One of the biggest downfalls in my relationship has always been communication. I have a soft voice, fearful of being drowned out by those more opinionated. This is a learned behavior that stems from my childhood years but, even now, I tend to meekly make requests and hope I've been heard (until I lose it and end up shouting). The usual response is that, no, I haven't been heard (and I mean that on deeper level, too).

Much like my toddler, my partner isn't the best listener, even if I've made my voice as loud as it will go. But there are times, glimpses of hope, where he has heard me at a time I could've sworn the words just faded into the ecosphere. I can't tell you how romantic it is to feel like someone heard and recalls details from weeks ago, at a time I've lost all hope.

He Rubbed My Legs When They Hurt

From my first pregnancy over ten years ago, my calves have never recovered. They cramp and ache no matter how much stretching, ointments, compression, elevation, ice, and any other remedy I've tried. I'm also an avid runner, so the discomfort is made that much more on days I have an extra long run.

One subtle thing that's kept my partner and I connected, even through the hardest times, is that from all the way back to that pregnancy he's rubbed my legs on a near nightly basis. It's not a magical fix to whatever of life's problems we're dealing with at any particular time, but it connects us when maybe nothing else does. Even when we're not speaking, I so appreciate the nights he pats my legs in a silent offering to rub. This is love, people.

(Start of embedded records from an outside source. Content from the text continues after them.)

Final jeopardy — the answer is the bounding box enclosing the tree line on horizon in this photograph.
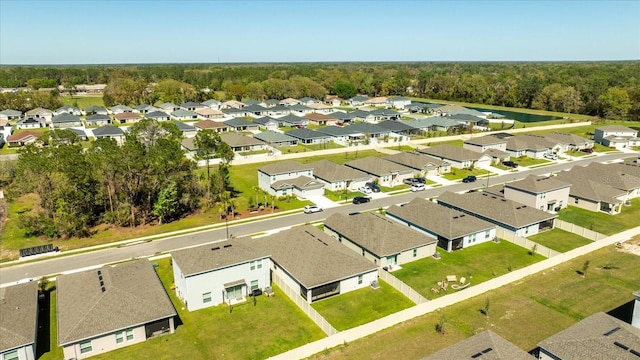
[0,61,640,120]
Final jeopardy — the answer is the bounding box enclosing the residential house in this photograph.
[594,125,640,149]
[538,312,640,360]
[504,175,571,212]
[345,156,414,187]
[324,213,436,270]
[384,151,451,177]
[258,160,324,198]
[386,198,496,254]
[56,259,177,360]
[304,113,338,126]
[16,116,45,130]
[438,191,558,237]
[51,113,83,128]
[257,225,378,303]
[308,160,371,192]
[285,129,331,145]
[85,114,111,126]
[224,118,258,131]
[418,144,492,169]
[0,281,38,360]
[7,131,42,147]
[109,105,133,115]
[386,96,411,110]
[92,125,125,145]
[253,116,279,131]
[507,134,559,159]
[25,108,53,124]
[171,237,271,311]
[144,111,171,121]
[220,132,265,153]
[171,109,198,120]
[113,111,140,124]
[194,107,224,120]
[0,109,22,121]
[193,120,231,133]
[422,330,535,360]
[253,130,298,148]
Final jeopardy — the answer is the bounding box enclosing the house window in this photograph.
[80,340,93,354]
[202,292,211,304]
[3,350,18,360]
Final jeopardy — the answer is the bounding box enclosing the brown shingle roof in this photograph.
[387,198,496,240]
[538,312,640,360]
[0,281,38,352]
[422,330,535,360]
[324,213,437,258]
[56,260,176,346]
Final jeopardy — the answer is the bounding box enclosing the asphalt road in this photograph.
[0,153,633,285]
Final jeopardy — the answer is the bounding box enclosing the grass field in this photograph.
[311,280,415,331]
[312,238,640,360]
[40,259,325,360]
[393,240,545,299]
[558,198,640,235]
[529,228,593,252]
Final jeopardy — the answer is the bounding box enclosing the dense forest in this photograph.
[0,61,640,120]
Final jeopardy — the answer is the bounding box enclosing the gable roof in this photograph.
[0,281,38,353]
[386,198,496,240]
[438,191,558,229]
[418,144,483,161]
[257,225,378,289]
[538,312,640,360]
[422,330,536,360]
[258,160,313,175]
[345,156,413,177]
[56,259,176,346]
[324,213,437,258]
[308,160,369,183]
[504,175,571,194]
[171,238,268,276]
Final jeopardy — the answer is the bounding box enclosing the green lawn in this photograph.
[393,240,545,299]
[311,280,415,331]
[86,259,325,360]
[312,238,640,360]
[558,198,640,235]
[529,228,593,252]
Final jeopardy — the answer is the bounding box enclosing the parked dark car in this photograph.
[353,196,371,204]
[365,183,380,192]
[462,175,478,183]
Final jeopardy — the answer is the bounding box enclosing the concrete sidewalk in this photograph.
[270,226,640,360]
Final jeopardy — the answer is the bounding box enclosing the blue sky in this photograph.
[0,0,640,64]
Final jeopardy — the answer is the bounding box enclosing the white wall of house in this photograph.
[0,344,35,360]
[173,257,271,311]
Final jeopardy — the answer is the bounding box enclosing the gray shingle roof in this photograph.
[504,175,571,194]
[438,191,557,229]
[308,160,369,183]
[171,238,268,276]
[538,312,640,360]
[0,281,38,353]
[422,330,535,360]
[56,260,176,346]
[258,160,313,175]
[345,156,414,177]
[254,225,377,289]
[324,213,437,258]
[387,198,496,240]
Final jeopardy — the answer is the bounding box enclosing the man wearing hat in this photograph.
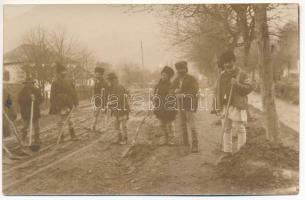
[49,63,78,141]
[92,66,109,131]
[173,61,199,153]
[18,78,43,144]
[107,73,130,145]
[153,66,176,145]
[215,50,253,155]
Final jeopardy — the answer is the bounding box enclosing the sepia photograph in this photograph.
[2,1,301,197]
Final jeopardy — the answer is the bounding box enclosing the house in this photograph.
[3,45,29,84]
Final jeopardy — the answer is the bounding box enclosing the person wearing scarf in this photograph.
[215,50,253,155]
[153,66,176,145]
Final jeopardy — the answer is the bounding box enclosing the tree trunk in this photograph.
[255,4,279,144]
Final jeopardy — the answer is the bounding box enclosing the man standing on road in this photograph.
[107,73,130,145]
[18,78,43,145]
[92,66,109,131]
[216,50,253,155]
[154,66,176,145]
[49,63,78,142]
[173,61,199,153]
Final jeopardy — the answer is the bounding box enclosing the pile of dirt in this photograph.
[217,124,299,188]
[126,144,154,162]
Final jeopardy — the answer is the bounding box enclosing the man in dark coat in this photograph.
[173,61,199,152]
[18,78,43,144]
[3,90,17,137]
[49,63,78,141]
[215,50,253,154]
[92,66,109,131]
[153,66,176,145]
[107,73,130,145]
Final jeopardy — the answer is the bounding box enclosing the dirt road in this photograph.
[3,89,296,195]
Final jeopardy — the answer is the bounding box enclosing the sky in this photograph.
[3,4,298,69]
[4,5,175,68]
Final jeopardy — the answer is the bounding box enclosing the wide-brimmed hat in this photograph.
[94,66,105,74]
[55,62,67,74]
[219,50,236,66]
[107,72,118,80]
[161,66,175,78]
[175,61,187,71]
[22,78,35,84]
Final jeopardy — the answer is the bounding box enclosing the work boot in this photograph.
[114,133,122,144]
[34,134,41,144]
[69,128,78,141]
[191,141,198,153]
[119,136,128,145]
[21,129,28,141]
[91,125,96,131]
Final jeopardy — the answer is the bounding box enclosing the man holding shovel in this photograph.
[92,66,109,132]
[107,73,130,145]
[215,50,253,156]
[49,63,78,143]
[172,61,199,153]
[18,78,43,145]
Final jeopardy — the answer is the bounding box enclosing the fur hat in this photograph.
[55,62,67,73]
[175,61,187,71]
[219,50,236,66]
[161,66,175,78]
[107,72,118,80]
[94,67,105,74]
[22,77,35,84]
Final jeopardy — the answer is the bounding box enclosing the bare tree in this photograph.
[50,26,79,63]
[17,26,54,92]
[254,4,279,144]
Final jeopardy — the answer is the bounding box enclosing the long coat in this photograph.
[93,78,109,108]
[216,68,254,110]
[172,74,199,112]
[18,87,43,121]
[153,80,177,122]
[49,78,78,114]
[2,89,17,137]
[109,84,130,118]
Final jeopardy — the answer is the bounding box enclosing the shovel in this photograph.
[56,107,74,145]
[29,100,40,151]
[117,111,152,163]
[220,85,234,149]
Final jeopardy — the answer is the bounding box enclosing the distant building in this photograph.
[3,45,29,84]
[3,62,26,84]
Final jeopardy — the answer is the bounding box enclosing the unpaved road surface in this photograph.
[3,89,296,195]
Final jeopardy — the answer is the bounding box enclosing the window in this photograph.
[3,70,10,81]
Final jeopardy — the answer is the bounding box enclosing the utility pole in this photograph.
[141,40,144,70]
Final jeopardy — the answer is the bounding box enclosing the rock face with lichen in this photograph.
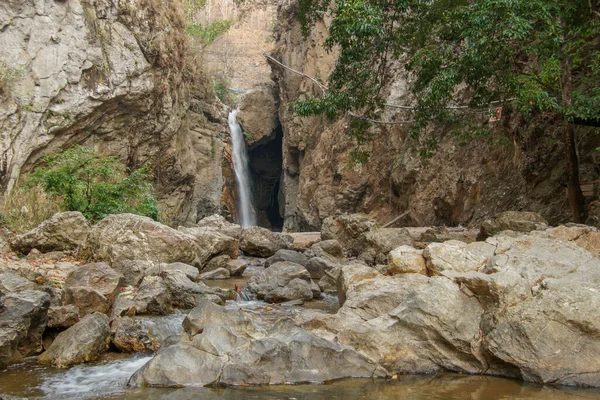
[272,1,600,231]
[0,0,226,223]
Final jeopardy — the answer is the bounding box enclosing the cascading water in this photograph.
[228,110,256,228]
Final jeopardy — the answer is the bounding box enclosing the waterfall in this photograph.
[228,110,256,228]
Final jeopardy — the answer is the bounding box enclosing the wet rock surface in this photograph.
[247,261,318,303]
[240,227,293,258]
[0,290,50,369]
[38,312,110,367]
[10,211,91,254]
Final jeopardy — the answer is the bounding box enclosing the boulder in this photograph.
[265,249,308,268]
[337,261,380,306]
[337,274,488,374]
[197,214,242,240]
[306,257,338,280]
[240,226,293,257]
[130,304,387,387]
[88,214,206,265]
[308,239,344,258]
[0,271,39,293]
[478,211,548,240]
[237,85,279,149]
[48,305,79,328]
[423,240,494,277]
[146,263,200,282]
[246,261,313,303]
[63,263,125,316]
[111,317,181,353]
[10,211,91,254]
[0,290,50,369]
[385,246,427,275]
[111,276,173,319]
[200,268,231,281]
[112,260,154,286]
[227,258,249,276]
[180,228,239,269]
[161,271,235,309]
[202,254,231,272]
[287,232,321,251]
[38,312,110,367]
[365,228,414,264]
[456,232,600,386]
[321,214,377,257]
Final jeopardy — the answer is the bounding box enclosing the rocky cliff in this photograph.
[0,0,226,223]
[272,2,598,230]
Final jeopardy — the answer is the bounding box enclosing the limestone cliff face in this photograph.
[0,0,226,223]
[272,2,598,230]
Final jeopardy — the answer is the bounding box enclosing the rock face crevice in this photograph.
[0,0,226,223]
[272,1,598,230]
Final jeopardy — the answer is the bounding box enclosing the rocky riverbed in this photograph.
[0,212,600,398]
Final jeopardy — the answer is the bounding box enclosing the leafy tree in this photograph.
[295,0,600,221]
[29,146,159,221]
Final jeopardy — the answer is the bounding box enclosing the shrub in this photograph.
[28,146,159,222]
[0,185,61,233]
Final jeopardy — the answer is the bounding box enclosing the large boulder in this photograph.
[38,312,110,367]
[386,246,427,275]
[246,261,313,303]
[240,226,293,257]
[130,303,387,387]
[112,260,154,286]
[111,276,173,319]
[306,257,339,280]
[337,274,488,373]
[48,304,79,328]
[265,249,308,268]
[10,211,91,254]
[423,240,495,277]
[361,228,414,264]
[237,85,279,149]
[0,290,50,369]
[179,227,239,269]
[197,214,242,240]
[0,271,38,292]
[160,271,235,309]
[479,211,548,239]
[111,313,183,353]
[146,263,200,282]
[457,232,600,386]
[63,263,125,316]
[307,239,344,258]
[89,214,206,265]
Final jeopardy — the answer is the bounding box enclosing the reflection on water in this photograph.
[0,356,600,400]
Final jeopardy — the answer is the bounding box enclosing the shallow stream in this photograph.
[0,260,600,400]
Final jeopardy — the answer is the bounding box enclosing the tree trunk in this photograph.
[561,59,585,222]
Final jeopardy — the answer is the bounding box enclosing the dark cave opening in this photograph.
[248,125,284,231]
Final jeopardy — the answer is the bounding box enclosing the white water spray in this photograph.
[228,110,256,228]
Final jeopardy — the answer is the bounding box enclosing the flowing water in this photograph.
[0,267,600,400]
[228,110,256,228]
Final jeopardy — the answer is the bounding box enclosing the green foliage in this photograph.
[0,61,21,98]
[294,0,600,154]
[186,19,233,46]
[29,146,159,221]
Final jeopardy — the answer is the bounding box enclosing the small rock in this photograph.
[200,268,231,281]
[48,304,79,328]
[10,211,91,254]
[240,226,293,257]
[385,246,427,275]
[265,249,308,268]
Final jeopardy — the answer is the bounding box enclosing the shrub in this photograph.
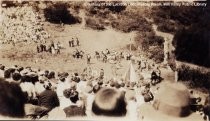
[85,18,105,30]
[178,65,210,91]
[44,2,81,24]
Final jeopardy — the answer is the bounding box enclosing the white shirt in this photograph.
[20,82,36,98]
[35,82,45,94]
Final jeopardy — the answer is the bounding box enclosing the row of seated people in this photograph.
[0,65,209,121]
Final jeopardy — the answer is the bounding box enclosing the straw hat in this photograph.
[139,83,203,121]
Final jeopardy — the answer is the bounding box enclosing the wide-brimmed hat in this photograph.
[139,83,203,121]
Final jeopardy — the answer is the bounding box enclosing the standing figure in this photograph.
[76,38,79,46]
[87,54,91,64]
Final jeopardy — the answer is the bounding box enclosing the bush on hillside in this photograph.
[44,2,81,24]
[85,18,105,30]
[178,65,210,91]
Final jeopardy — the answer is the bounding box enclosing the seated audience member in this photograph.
[92,88,127,117]
[0,64,5,77]
[0,78,25,119]
[34,82,60,117]
[64,89,86,117]
[12,73,21,83]
[4,68,15,82]
[20,75,36,101]
[203,95,210,121]
[139,82,204,121]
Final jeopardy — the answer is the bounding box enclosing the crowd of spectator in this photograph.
[0,64,208,120]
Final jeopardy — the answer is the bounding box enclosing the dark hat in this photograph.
[92,88,126,116]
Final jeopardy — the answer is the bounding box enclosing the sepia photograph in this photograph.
[0,0,210,121]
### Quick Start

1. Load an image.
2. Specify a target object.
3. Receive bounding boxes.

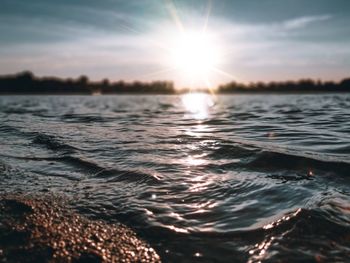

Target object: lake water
[0,94,350,262]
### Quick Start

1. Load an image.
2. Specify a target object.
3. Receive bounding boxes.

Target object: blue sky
[0,0,350,85]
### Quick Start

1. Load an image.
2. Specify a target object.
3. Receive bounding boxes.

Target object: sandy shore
[0,195,160,262]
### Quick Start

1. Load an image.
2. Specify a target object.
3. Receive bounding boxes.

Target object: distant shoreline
[0,72,350,95]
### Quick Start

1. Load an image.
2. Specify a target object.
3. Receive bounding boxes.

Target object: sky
[0,0,350,86]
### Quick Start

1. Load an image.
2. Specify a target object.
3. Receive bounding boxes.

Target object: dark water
[0,94,350,262]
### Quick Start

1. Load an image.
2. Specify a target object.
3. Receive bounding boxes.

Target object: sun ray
[202,0,212,34]
[166,0,184,32]
[211,67,244,81]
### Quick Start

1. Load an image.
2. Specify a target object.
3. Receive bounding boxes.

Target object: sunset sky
[0,0,350,86]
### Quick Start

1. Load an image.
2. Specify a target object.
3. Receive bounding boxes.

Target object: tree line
[218,78,350,93]
[0,71,175,94]
[0,71,350,94]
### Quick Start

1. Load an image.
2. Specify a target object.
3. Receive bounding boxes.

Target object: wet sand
[0,195,160,262]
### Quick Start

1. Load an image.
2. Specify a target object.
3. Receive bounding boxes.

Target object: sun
[171,31,220,81]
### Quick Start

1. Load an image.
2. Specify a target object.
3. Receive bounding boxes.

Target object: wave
[245,150,350,175]
[32,133,76,152]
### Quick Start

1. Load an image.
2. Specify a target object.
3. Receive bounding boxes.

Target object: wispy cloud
[283,14,332,29]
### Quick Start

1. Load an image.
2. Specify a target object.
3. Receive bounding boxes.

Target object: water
[0,94,350,262]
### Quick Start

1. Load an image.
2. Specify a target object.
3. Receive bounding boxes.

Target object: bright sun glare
[171,32,219,80]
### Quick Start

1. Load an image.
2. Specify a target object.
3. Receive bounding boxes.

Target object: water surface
[0,94,350,262]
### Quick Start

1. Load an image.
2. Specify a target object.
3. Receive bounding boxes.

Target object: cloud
[283,14,332,29]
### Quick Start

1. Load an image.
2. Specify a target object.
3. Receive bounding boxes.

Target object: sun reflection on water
[182,93,214,120]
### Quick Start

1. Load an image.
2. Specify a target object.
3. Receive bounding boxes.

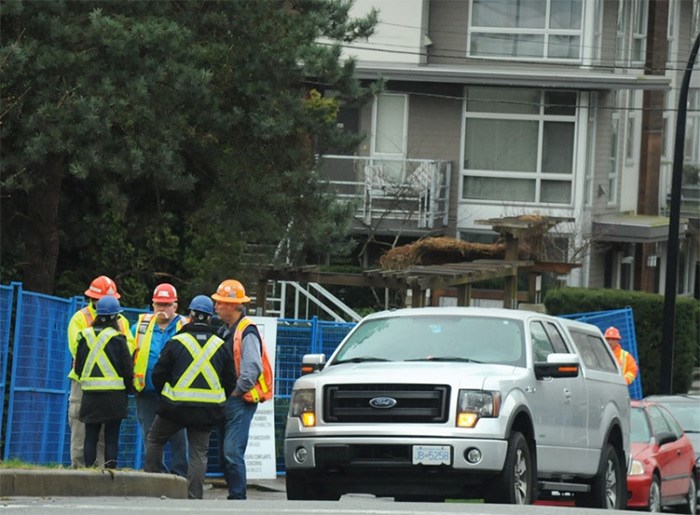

He Continued To Make Me Laugh Through Hard Times

My saving grace through life's hardships has been laughter. My Gram showed me, by way of example, that if you can't laugh, cry and laugh.

One of my partner's most redeeming qualities is his sense of humor. It's what attracted me to him, and what keeps me interested even when I literally want to launch whatever I can grab at him (of course I wouldn't, but you know what I mean). Even when the humor is dumb, at a tense time like after my miscarriages or when my Gram passed, I clung to those bits of laughter like a lifeline because, honestly, they were.

I Saw Him In A Different Light When I Least Expected To

You know that feeling of being so angry with your significant other that you don't want to lie next to them or talk to them when the kids have gone to bed? When we've faced those times (a lot over the years), sometimes all it takes is my partner doing just one extra thing that turns it all around.

Like when I catch him playing with our son, happily, in private, or when he's picked up the chores I'd normally do. Any small thing can turn our entire relationship around, no matter how subtle they may be. I notice them and I appreciate them because they sometimes mean the difference between us parting farther or coming together again.

When I Think Of My Future, I Can't See It With Anyone Else

Probably the most subtle hint my relationship is worth fighting for is the fact that when I think of my future, raising our children and growing my career, I can't imagine doing any of it without him by my side. We don't "complete" each other because we're two separate beings with two separate sets of hopes and dreams. However, our separate selves compliment one another, even when it feels hard. At the base of everything we've built, we're friends and while I can do everything on my own, I enjoy our life together. Good times and bad. In fact, I think I'm stronger because of all our love has taught me and, hopefully, our children will be, too.

Relationships aren't going to be easy all the time and there may be times you want to bail (I feel you), but the next relationship will also have it's own string of bumps. That's life. Those small moments that may go unnoticed, add up. They have to count for something, right? The biggest lesson I've learned through all these years of trying to figure out love is this: it's imperfect, just as we are, and I wouldn't have it any other way.